August 5th, 2008
Bu video için hibridizasyon protokol arşiv formalin sabit malzeme de dahil olmak üzere çeşitli kaynaklardan izole edilebilen DNA sadece 25-100 ng kullanarak tüm insan genom taramaları tüm genom döşeme yol Array CGH, teknik bir gösteri.
Aşağıdaki kısa sunum, 27 K alt megabaz ting dizisi için hibridizasyon protokolünü gösteren bir videodur. Bu dizi veya akıllı dizi, tek bir slayta basılmış 26.946 ayrı ayrı sıralanmış arka klondan oluşur. 18 x 54 milimetrelik bir alanda basılan slayt başına toplam 54.000 öğe için çift olarak tespit edilirler.
Elde edilen veriler, biyoinformatik tarafından veri yorumlaması gerektirmeden yüksek yoğunluklu oligo dizileri ile karşılaştırılabilir. Arka klonlar gibi büyük bir insert dizisi kullanmanın en büyük avantajlarından biri, amplifikasyon olmadan 100 nanogram kadar küçük numune DNA'sının kullanılmasına izin vermesidir. Bu, kandaki DNA, donmuş doku, sınıflandırılmış hücreler ve FFPE materyali gibi çeşitli örneklerin analizine izin verir.
Akıllı dizinin klinik ortamda yararlı olduğu kanıtlanmıştır. BC Kanser Ajansı'nda, birden fazla hasta örneği analizi, ortalama bir çalışma haftasına kolayca sığdırılır. Sitogenetik için.
Dizi CGH'de kullanılan adımların çoğu, geleneksel CGH veya balığa benzer. Protokolün Yerleşik laboratuvarlara hızlı bir şekilde tanıtılmasına izin vermek. DNA'nın kalitesi, dizilerdeki sonuçlar üzerindeki en büyük etkidir.
CGH hibridizasyonu, düşük kaliteli veya kontamine DNA, PSI'nin ürüne dahil edilmesini olumsuz yönde etkileyerek verilerde loş görüntülere veya gürültüye neden olur. NanoDrop spektrofotometresi, hibridizasyondan önce DNA kalitesini değerlendirmek için mükemmel bir araçtır. DNA setini ölçmek için, nükleik asidi ölçmek için NanoDrop ve DNA'yı 50 boş ölçmek için mod, yeniden askıya alınmış numunenizle aynı çözeltiden 1.5 mikrolitre içeren NanoDrop.
Bu durumda, su Tris'tir. EDTA'nın PS D katılımı üzerinde potansiyel olumsuz etkileri olduğu gösterilmiştir. Boş mendili bir Kim mendiliyle çıkarın ve numune ölçümünüzün 1.5 Mikrolitresini ekleyin ve numune konsantrasyonunuzu kaydedin.

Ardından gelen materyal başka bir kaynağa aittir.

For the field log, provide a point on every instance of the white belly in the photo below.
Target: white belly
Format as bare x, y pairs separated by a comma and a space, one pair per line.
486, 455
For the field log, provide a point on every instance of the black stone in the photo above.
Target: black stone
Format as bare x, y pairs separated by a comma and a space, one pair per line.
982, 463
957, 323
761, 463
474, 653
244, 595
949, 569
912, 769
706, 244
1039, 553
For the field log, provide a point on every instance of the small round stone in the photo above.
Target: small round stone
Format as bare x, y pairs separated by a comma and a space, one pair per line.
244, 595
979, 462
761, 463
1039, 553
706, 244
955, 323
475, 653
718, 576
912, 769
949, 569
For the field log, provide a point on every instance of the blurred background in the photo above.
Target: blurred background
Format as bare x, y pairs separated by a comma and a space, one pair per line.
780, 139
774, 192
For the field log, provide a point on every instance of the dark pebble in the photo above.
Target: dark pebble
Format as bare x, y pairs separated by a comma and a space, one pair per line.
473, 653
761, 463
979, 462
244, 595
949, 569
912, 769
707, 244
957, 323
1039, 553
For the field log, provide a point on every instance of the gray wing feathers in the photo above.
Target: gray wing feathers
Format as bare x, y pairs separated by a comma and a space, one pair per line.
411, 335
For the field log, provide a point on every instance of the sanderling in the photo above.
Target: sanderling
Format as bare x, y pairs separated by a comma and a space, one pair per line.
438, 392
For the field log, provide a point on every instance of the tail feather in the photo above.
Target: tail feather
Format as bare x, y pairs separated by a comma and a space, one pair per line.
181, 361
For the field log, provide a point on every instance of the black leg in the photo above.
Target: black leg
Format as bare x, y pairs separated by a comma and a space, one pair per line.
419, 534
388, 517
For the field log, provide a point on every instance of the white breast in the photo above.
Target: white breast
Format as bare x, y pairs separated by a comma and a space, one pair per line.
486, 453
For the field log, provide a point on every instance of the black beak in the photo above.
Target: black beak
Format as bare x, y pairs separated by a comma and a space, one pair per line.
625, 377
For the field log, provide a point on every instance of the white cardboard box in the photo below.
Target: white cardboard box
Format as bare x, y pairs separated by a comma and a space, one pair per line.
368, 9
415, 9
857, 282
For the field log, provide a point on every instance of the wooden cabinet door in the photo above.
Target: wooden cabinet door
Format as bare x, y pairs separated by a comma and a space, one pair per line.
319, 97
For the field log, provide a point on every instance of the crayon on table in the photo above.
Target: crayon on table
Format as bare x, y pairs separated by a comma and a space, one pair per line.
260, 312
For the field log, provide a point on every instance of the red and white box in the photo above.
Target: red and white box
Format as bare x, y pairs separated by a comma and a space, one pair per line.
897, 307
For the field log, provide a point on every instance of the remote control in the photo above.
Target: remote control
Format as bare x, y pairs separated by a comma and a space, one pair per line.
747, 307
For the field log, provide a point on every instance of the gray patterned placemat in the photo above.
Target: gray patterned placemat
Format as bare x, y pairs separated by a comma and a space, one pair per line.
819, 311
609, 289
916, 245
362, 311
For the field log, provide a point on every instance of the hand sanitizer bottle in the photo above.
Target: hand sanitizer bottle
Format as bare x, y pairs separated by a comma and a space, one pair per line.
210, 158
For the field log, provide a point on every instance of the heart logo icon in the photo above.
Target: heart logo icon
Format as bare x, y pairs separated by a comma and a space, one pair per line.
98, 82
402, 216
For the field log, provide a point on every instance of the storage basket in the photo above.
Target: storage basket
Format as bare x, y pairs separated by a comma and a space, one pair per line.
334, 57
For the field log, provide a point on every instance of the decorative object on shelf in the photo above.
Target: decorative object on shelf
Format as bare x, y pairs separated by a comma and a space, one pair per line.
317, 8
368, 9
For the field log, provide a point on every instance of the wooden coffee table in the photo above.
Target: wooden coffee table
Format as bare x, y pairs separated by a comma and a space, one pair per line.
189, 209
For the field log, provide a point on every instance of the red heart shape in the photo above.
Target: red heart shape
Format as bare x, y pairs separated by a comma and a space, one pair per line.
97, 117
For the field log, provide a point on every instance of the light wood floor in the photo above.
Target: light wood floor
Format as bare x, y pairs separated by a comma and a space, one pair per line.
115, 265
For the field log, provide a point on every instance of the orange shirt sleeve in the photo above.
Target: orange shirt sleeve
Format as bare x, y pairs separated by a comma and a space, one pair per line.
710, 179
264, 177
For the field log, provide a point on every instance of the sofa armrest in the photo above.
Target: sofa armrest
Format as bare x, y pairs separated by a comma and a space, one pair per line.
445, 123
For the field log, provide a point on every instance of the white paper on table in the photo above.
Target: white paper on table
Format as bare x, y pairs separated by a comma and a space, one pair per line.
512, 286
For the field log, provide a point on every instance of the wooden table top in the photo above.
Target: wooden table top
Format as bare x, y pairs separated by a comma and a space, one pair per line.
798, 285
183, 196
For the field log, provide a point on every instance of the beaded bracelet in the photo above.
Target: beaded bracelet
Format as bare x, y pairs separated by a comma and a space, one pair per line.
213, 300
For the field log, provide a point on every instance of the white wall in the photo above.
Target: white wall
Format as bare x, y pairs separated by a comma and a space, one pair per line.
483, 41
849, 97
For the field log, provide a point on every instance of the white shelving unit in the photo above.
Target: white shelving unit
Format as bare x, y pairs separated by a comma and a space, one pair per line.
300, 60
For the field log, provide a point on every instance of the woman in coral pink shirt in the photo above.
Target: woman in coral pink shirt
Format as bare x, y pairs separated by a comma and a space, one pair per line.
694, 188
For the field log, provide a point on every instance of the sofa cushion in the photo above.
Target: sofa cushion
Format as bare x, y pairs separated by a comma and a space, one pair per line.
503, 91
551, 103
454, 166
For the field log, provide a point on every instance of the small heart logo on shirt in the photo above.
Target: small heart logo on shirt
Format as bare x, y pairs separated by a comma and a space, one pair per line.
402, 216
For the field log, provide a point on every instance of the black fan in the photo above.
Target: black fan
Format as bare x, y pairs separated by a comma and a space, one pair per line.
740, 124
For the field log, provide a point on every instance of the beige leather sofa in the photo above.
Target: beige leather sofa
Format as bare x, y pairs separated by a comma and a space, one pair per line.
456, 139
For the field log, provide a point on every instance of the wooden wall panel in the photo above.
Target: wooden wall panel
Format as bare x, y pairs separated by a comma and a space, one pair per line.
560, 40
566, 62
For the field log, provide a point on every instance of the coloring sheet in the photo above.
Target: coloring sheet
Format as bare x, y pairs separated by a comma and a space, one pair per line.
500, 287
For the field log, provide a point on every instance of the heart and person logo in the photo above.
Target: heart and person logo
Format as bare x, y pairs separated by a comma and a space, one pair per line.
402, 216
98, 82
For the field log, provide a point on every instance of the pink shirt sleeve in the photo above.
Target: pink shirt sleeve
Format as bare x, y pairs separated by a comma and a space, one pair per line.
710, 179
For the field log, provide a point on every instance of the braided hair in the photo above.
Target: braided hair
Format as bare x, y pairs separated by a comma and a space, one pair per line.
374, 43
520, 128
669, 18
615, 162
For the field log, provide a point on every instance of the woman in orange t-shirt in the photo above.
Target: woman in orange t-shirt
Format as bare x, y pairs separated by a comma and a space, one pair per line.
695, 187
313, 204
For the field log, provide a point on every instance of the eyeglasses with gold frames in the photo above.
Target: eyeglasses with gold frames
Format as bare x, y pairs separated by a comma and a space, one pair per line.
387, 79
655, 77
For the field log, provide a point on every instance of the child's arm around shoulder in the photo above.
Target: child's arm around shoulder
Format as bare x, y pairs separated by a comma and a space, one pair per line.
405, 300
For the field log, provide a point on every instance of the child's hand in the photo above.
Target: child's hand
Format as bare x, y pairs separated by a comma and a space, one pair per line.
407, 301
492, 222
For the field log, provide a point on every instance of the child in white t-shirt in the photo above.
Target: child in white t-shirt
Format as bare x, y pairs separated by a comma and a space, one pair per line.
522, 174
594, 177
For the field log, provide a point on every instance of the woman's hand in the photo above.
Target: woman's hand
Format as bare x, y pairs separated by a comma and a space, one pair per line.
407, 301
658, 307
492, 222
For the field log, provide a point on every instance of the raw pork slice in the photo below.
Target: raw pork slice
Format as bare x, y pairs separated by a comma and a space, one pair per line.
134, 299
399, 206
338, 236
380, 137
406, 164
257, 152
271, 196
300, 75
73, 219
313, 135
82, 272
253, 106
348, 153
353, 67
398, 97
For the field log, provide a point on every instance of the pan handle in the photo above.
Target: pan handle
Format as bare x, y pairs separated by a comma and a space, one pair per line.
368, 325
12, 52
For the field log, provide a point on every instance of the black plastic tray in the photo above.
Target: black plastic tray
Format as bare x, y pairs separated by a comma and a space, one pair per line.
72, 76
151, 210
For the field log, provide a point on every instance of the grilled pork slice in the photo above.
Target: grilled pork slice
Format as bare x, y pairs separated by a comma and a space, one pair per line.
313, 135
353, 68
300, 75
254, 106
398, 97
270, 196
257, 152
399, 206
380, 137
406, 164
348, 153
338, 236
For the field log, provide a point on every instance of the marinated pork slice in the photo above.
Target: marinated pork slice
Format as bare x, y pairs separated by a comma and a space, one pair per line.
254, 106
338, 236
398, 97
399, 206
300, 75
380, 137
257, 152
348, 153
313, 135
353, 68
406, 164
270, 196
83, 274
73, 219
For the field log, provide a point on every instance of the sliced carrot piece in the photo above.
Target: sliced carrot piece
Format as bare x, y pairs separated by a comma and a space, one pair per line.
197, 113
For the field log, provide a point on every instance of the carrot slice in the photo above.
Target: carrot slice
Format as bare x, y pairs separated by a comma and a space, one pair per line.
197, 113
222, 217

NanoDrop'taki iki 60 üzeri iki 80 okuması, 1.8 oranının optimum olduğu DNA kalitesinin iyi bir göstergesidir. Çift oran yöntemi, iki 60 üzeri iki 80 ve iki 60 üzeri iki 30 numunelerinizin saflığını belirlemek için daha da iyi bir yol sağlar. NanoDrop, dalga boyuna göre absorbansı temsil eden bir eğri görüntüler.
Tepe noktası olmayan pürüzsüz bir eğri, kaliteli DNA silmenin göstergesidir ve NanoDrop'u su ve Kim mendiliyle temizleyin veya numune sınırlıyorsa, Numuneyi kaideden pipetleyin. Bu Protokol, 100 ila 400 nanogram numune için optimize edilmiştir. Kaliteli DNA için hedef miktar 200 nanogramdır: Numuneyi etiketlemek için aşağıdaki reaktifler ve ekipman gereklidir.
SCI, üç SCI, beş rastgele ER, 10 kez DNTP karışımı, referans DNA, steril su, 0.2 mikrolitre steril PCR tüpleri, 100 santigrat derecede buz ısı bloğu, 45 santigrat derecede inkübatör. Referans DNA için bir reaksiyon tüpü ve bir reaksiyon tüpü ayarlayın. Örnek DNA için, sırasıyla bilim kurgu ve SCI üç ile etiketlenecekler.
Bir araştırma ortamında, ozon bozulmasına karşı daha dirençli olduğu için örnek DNA'mız için CY üç kullanmayı tercih ediyoruz. DNA su ve kanal tamponunuzu numuneye birleştirin ve referans DNA için tekrarlayın. Laboratuvarımızda, 10 kez arabelleği rastgele Optimus ile birleştiriyoruz.
Beş kez bir çözelti oluşturmak için, toplam 17 mikrolitre hacme steril su ekleyin. Tüpleri bir ısı bloğuna aktarın, 100 santigrat derecede beş dakika denatüre edin. Hemen buza aktarın.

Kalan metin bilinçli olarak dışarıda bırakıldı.